In that file, you’ll first need to import your visualizer function so you can register it by adding the following line to the top of the file:

from q2_dwq2._visualizers import summarize_alignment

Then, you’ll call plugin.visualizers.register_function, as follows:

plugin.visualizers.register_function(
    function=summarize_alignment,
    inputs={'msa': FeatureData[AlignedSequence]},
    input_descriptions={'msa': 'The multiple sequence alignment to summarize.'},
    parameters={},
    parameter_descriptions={},
    name='Summarize an alignment.',
    description='Summarize a multiple sequence alignment.',
)

This is very similar to how we registered our nw_align function, except that because this is a visualizer, we’re calling plugin.visualizers.register_function, rather than plugin.methods.register_function. We still provide the function we want to register, inputs and input_descriptions, parameters and parameter_descriptions, a name, a description, and citations if we had any (but we don’t here).

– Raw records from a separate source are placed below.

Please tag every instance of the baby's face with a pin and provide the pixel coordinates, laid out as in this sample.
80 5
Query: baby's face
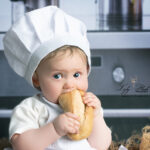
61 74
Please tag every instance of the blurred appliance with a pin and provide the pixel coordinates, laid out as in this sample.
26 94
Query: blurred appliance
120 14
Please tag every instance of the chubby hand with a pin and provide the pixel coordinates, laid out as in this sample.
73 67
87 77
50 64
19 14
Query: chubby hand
66 123
92 100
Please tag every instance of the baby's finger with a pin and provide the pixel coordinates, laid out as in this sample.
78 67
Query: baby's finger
71 115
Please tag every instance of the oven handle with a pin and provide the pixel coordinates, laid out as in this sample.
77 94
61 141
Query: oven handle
108 113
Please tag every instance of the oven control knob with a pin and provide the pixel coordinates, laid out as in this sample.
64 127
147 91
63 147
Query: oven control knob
118 74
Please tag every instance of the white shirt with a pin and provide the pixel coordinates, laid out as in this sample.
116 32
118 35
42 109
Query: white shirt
35 112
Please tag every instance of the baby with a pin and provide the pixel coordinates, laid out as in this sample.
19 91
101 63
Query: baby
50 50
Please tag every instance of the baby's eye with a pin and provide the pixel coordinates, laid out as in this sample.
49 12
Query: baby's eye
57 76
76 75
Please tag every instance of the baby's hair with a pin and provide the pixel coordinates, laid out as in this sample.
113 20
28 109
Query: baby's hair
64 49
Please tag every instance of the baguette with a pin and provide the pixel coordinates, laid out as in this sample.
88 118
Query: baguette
72 102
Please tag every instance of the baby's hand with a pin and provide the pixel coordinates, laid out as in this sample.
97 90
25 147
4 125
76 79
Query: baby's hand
66 123
91 100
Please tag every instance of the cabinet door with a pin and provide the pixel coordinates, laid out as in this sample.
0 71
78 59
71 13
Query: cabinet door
5 15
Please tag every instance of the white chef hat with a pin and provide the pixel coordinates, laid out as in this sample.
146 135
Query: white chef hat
38 33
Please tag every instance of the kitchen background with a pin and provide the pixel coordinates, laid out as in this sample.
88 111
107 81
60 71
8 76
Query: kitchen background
119 34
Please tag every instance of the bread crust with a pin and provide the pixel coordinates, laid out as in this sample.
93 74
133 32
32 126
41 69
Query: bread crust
72 102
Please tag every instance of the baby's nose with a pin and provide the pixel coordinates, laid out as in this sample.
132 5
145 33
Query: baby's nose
69 84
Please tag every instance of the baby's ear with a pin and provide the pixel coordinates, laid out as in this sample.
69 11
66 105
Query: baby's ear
35 80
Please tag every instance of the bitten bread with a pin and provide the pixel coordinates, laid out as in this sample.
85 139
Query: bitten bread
72 102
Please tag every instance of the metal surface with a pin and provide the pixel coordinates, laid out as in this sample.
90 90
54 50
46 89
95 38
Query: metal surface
120 14
119 40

If you now save this file, and call qiime dev refresh-cache, you should be able to see and use your visualizer. Try out your new visualizer by providing one of the FeatureData[AlignedSequence] artifacts that you generated as output from calling your nw-align action. To see what it looks like, load the visualizer with QIIME 2 View. You should see something like this at QIIME 2 View:

TabularMSA[DNA]
-------------------------
Stats:
sequence count: 2
position count: 25
-------------------------
ACCGGTGGAACCGG-TAACACCCAC
ACCGGT--AACCGGTTAACACCCAC

While you’re there, also take a minute to review the Provenance of your visualizer using the Provenance tab on that page.

An optional exercise#

As mentioned above, our visualizer is a little crude and if you try to summarize long alignments (longer than 80 positions) you won’t see the full alignment. Spend some time making it look a little nicer, and maybe even expanding this to see the full alignment for longer alignments. For example, color the different nucleotide characters differently, or use colors or other formatting to indicate where there are matches, mismatches, and gaps in the alignment. You don’t have to use the repr function - you can access other parts of the TabularMSA API to display whatever information you’d like.